Got it. And sir, my final question on the lead side. So, I just wanted to know what is our current lead capacity? What is our capex cost over there? And what kind of value-added products do we produce in lead.
So, your question is what kind of value-added products we manufacture? I mean, I'm a little unclear on your question, sorry. No, that's right. That's right.
So, there are multiple kinds of alloys that we do. We do lead-tin based alloys. We do tin-based alloys, we do antimony-based alloys, calcium, a lot of specific alloys that we manufacture for certain OEMs. So, I mean, it's a blend of alloys. We do almost close to over 100 kinds of alloys for
various customers. So, it's a whole lot of plethora of portfolio that we give to our OEMs.
And comment on your current capacity and what kind of capex are you looking over there in the lead?
The capacity for this quarter in terms of -- this quarter is about, we have done about 79%. Overall, for this year, it's about 65% to 70% capacity utilization. And in the new plant, we expect capacity utilization in blended manner about 70% in the coming quarters.

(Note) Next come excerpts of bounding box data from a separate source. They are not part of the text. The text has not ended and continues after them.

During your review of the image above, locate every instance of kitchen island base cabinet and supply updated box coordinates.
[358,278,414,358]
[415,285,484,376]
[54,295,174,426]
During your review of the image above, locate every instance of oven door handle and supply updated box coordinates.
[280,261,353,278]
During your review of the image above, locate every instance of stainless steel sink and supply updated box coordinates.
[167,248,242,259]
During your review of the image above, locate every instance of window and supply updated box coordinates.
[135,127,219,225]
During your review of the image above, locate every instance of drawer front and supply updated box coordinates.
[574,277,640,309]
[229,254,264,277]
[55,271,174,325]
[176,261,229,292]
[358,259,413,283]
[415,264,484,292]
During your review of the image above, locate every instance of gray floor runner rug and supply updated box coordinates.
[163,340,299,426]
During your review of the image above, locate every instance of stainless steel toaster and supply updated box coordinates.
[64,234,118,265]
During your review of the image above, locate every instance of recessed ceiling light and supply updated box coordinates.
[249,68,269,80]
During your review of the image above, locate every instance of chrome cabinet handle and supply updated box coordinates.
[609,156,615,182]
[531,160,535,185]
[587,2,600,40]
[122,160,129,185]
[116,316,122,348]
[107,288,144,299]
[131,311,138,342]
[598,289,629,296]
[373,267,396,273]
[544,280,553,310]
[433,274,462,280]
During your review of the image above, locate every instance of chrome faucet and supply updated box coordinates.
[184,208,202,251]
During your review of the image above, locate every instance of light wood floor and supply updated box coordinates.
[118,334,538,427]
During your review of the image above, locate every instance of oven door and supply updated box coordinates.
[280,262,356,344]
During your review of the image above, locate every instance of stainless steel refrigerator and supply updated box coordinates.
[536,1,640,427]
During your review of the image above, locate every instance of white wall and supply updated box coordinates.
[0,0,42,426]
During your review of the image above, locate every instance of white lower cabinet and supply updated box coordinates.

Ladies and gentlemen, that was the last question for today. I now hand the conference over to the management for the closing comments. Thank you, and over to you, sir.
Thank you, everyone, for participating in this call. We trust that we have addressed all your queries during this session. However, if there are any remaining questions, please feel free to reach out to our Investor Relations team at Go India Advisors. Once again, we extend our gratitude to all the participants for joining us today. Thank you and have a great day.
Thank you very much. On behalf of Pondy Oxides and Chemicals Limited and Go India Advisors, that concludes this conference. Thank you for joining with us today, and you may now disconnect your lines. Thank you, everyone.